A new swell was building, a perfect right-hander curling out of the deep, long and clean. He paddled hard, muscles moving with smooth and sure precision, the water hissing off his fingertips. The swell lifted beneath him, the board tilting, and then he was up, feet finding their place like instinct.
Balance came easier on water than it ever did on land. Riding a wave was simple compared to walking through the world. Micro-shifts in weight, a breath forward, a lean back, the board became an extension of him, his equilibrium tuned to the roar of the ocean. He didn’t think. He adjusted, reacted, felt the pulse of the sea as if it were part of him.
The wave rose and hollowed, a perfect barrel forming ahead. He dropped into it, knees bent low, shoulders cutting a clean line through the tunnel of green, the tube closing over him, green and translucent. For a heartbeat, he was pure motion, body and board suspended in light. His left hand skimmed the lip of the wave, reckless and reverent all at once, fingers slicing through tons of rushing water. The curl shimmered under his touch, humming with power, wild and alive.

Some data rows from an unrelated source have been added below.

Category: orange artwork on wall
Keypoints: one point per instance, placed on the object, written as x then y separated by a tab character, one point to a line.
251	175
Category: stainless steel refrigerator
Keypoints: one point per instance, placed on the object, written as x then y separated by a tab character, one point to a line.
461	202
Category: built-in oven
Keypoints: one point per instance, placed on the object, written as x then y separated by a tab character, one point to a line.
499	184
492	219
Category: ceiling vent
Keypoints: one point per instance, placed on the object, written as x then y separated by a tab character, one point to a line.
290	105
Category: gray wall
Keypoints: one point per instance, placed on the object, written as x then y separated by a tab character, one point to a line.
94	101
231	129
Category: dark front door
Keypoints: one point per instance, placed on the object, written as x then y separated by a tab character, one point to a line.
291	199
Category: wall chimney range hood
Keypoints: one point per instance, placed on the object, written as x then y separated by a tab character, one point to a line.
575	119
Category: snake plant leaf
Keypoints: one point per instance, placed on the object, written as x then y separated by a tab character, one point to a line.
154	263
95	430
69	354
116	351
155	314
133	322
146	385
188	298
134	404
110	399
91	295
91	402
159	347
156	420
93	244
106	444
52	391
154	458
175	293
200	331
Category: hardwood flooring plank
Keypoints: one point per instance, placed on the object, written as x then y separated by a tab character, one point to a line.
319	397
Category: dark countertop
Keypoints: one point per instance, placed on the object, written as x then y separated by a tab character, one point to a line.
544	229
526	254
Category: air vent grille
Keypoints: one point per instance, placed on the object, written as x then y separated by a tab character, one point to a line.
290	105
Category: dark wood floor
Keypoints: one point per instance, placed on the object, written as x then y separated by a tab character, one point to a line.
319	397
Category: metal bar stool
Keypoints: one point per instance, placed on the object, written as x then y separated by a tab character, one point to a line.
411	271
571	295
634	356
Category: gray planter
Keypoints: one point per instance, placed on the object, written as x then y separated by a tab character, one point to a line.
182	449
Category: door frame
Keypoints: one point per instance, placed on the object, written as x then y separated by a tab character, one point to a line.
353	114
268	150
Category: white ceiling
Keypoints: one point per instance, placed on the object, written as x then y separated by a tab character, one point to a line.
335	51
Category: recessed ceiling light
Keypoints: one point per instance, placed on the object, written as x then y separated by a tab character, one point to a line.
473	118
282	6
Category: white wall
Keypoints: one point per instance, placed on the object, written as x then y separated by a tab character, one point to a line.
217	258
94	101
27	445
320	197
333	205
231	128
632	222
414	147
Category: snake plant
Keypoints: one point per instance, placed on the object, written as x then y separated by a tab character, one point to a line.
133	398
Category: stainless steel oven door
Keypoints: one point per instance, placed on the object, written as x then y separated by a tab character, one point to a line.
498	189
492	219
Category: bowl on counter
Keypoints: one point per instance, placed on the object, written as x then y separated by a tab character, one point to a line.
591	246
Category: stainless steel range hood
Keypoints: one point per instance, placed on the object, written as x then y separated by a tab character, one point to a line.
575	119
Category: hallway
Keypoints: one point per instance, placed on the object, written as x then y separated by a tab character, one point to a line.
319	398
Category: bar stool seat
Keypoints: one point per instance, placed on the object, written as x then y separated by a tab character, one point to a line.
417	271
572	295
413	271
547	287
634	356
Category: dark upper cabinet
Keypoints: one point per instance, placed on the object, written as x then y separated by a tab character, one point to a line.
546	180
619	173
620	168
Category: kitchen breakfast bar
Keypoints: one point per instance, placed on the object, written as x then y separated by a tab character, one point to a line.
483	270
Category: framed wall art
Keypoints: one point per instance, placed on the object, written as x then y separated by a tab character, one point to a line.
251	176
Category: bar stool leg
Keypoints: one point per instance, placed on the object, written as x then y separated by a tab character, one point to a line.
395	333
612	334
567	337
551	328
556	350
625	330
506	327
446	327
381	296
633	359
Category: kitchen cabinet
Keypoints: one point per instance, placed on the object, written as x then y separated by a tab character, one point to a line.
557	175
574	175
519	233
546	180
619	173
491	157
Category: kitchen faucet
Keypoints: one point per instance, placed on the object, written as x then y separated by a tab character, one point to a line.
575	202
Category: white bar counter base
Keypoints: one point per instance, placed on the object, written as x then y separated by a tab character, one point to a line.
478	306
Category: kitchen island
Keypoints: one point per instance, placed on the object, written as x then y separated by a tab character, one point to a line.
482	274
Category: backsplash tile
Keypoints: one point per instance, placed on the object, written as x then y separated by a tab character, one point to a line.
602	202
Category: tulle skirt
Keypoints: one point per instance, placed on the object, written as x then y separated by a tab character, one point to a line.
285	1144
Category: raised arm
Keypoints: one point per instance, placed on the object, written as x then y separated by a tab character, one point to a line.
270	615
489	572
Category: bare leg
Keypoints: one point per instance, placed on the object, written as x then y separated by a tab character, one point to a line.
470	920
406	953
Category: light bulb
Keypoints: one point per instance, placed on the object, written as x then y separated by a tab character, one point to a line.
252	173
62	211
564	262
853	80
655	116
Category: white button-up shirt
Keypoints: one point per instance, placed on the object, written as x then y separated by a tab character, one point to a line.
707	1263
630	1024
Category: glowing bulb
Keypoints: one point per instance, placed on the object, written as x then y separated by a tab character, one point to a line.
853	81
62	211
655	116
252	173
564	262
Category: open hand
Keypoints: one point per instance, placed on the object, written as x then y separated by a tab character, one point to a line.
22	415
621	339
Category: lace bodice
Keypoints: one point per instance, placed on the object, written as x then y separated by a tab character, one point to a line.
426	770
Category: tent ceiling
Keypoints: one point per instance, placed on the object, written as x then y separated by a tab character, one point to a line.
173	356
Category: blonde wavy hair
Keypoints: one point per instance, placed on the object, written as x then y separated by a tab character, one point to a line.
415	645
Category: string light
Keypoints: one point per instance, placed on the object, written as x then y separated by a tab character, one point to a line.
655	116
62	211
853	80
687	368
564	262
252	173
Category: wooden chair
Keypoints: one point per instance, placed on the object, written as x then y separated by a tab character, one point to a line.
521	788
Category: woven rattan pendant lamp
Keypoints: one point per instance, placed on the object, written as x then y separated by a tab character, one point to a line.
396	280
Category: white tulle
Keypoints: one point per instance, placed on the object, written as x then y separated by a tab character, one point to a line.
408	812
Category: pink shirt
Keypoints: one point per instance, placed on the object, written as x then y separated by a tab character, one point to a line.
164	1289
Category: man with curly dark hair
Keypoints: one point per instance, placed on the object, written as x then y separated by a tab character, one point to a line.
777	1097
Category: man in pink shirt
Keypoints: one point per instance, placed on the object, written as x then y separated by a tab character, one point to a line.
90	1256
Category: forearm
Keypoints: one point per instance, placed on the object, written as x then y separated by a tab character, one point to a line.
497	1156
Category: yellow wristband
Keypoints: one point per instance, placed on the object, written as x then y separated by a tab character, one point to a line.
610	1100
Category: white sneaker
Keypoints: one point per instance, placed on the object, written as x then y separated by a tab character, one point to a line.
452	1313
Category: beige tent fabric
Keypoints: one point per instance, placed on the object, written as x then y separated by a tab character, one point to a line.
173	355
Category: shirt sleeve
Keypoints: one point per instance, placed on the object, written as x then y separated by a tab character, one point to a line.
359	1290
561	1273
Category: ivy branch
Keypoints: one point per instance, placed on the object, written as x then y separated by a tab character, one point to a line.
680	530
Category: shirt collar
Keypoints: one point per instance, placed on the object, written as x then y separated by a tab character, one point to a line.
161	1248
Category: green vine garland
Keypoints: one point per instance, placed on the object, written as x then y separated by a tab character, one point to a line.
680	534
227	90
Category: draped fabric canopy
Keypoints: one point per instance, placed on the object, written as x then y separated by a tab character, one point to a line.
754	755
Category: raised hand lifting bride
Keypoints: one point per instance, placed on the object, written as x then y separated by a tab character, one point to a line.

It was poetry, the kind that didn’t need words. A man and a force of nature, grace in defiance, control in surrender. For those few seconds, he was weightless, untouchable, part of something bigger than himself.
The wave lifted him higher, sunlight breaking across the glassy curve. He crouched low, muscles flexing in rhythm with the surge, the board an extension of his will. The ocean roared around him, thunder in motion, and the sound filled him until there was no room left for thought.
The storm he rode wasn’t locked inside him. It was in his chest. Out here, where the sea demanded everything and gave back grace in the same breath, he could meet it head-on. The grief, the rage, the hunger for something he couldn’t name, all moved through him like a current.
He ran his hand along the curling lip of the barrel, feeling the pulse of the wave under his palm. This was where he found peace, where control meant surrender and surrender meant survival. He was part of it, the sea and the fury inside him indistinguishable.
Far beyond the break, the horizon had already darkened. The wind had shifted. But he didn’t see it yet. The only storm that mattered was the one he’d finally learned how to ride.
He shot out of the curl and cut hard across the face, slicing into a graceful bottom turn before the wave collapsed behind him in a spray of white thunder. The ride left him breathless and grinning. He wiped salt from his eyes, laughing under his breath.
“Kowabunga, dude,” he muttered, turning the board back toward the horizon.
Out here, there were no ghosts. No expectations. Just him and the sea, and the rhythm that made sense when nothing else did.